Sebagian pembela Imam Hasan bangkit dan memberi semangat kepada masyarakat untuk bersiap-siap menghadapi Mu‘awiyah. Hingga tersusunlah pasukan berjumlah dua belas ribu prajurit. Pasukan ini dipimpin oleh Ubaidillah bin Abbas yang kedua putranya telah dibunuh oleh Mu‘awiyah.
Sayangnya, di dalam tubuh pasukan Imam Hasan as sendiri terdapat banyak orang yang rakus akan dunia, sehingga Mu‘awiyah begitu mudahnya membeli mereka dengan kepingan Dirham dan Dinar, dan mereka pun begitu mudahnya membelot ke pasukan Mu‘awiyah.

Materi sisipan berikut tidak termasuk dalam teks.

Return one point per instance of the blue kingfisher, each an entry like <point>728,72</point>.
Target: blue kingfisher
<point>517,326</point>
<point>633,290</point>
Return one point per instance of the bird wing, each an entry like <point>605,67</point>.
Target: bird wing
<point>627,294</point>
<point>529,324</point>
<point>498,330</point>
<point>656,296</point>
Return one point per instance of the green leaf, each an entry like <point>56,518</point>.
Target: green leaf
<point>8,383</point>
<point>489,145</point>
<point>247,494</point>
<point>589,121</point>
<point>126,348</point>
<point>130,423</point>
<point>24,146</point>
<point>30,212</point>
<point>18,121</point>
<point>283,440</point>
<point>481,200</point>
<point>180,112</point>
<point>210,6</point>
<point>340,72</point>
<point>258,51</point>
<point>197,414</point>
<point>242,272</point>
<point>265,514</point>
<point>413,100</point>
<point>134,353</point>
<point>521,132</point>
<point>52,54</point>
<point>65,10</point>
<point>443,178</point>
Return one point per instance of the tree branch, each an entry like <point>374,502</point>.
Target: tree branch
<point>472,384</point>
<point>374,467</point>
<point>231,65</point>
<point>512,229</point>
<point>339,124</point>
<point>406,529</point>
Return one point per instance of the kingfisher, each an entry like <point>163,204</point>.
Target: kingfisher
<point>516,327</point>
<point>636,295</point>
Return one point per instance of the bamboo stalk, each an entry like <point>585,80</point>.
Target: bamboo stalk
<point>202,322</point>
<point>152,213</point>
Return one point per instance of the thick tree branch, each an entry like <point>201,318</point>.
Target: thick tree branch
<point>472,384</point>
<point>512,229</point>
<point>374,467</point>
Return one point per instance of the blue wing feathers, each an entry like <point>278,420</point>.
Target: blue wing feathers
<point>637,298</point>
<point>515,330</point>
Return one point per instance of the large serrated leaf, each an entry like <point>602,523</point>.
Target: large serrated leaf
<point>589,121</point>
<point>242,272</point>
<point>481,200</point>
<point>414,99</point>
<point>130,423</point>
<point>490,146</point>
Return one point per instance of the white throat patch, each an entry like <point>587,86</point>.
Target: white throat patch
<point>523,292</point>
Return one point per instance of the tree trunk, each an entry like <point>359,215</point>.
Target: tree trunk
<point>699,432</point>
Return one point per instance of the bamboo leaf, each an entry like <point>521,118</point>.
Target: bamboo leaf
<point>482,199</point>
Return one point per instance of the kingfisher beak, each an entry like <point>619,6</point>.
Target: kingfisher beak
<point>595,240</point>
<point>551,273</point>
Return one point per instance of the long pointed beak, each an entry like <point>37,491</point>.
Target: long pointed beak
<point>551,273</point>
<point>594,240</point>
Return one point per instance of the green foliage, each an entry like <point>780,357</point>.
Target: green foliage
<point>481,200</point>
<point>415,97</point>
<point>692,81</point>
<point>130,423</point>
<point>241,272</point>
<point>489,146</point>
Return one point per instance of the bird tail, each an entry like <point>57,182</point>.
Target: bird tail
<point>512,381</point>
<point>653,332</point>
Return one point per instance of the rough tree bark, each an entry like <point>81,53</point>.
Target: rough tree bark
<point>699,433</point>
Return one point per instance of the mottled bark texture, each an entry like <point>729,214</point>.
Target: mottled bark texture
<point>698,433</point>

Bahkan, Mu‘awiyah telah berhasil menyuap panglima perang Imam Hasan as, Ubaidillah bin Abbas dengan uang sebesar satu juta Dirham. Lantas ia pun berkhianat dan membelot dari pasukan beliau. Dia lebih memilih berdiri di barisan Mu‘awiyah dan rela membiarkan beliau bangkit sendiri.
Imam Hasan as memahami betapa sulitnya menghadapi Mu‘awiyah dengan pasukan-pasukan yang lemah imannya itu. Mereka merelakan dijualbelikan diri dan agamanya dengan harga yang amat rendah. Dari sinilah Mu‘awiyah menawarkan perdamaian kepada Imam as, dengan syarat beliau harus turun dari kekhalifahan.
Di samping itu, Imam Hasan as tahu bahwa dengan meneruskan perlawanan terhadap Mu‘awiyah malah akan membawa kehancuran dan kematian sahabat-sahabat serta pembela-pembela setia beliau yang sebagiannya adalah sahabat-sahabat mulia Nabi saw. Belum lagi tentara Syam yang akan menduduki Kufah. Semua itu turut melengkapi kekuatiran Imam as.
Perdamaian
Orang-orang Khawarij telah merencanakan siasat untuk membunuh Imam Hasan as yang ternyata mendapat dukungan Mu‘awiyah dari jauh, dengan maksud memaksa Imam Hasan as menerima usul perdamaian dan turun dari kursi kekhalifahan.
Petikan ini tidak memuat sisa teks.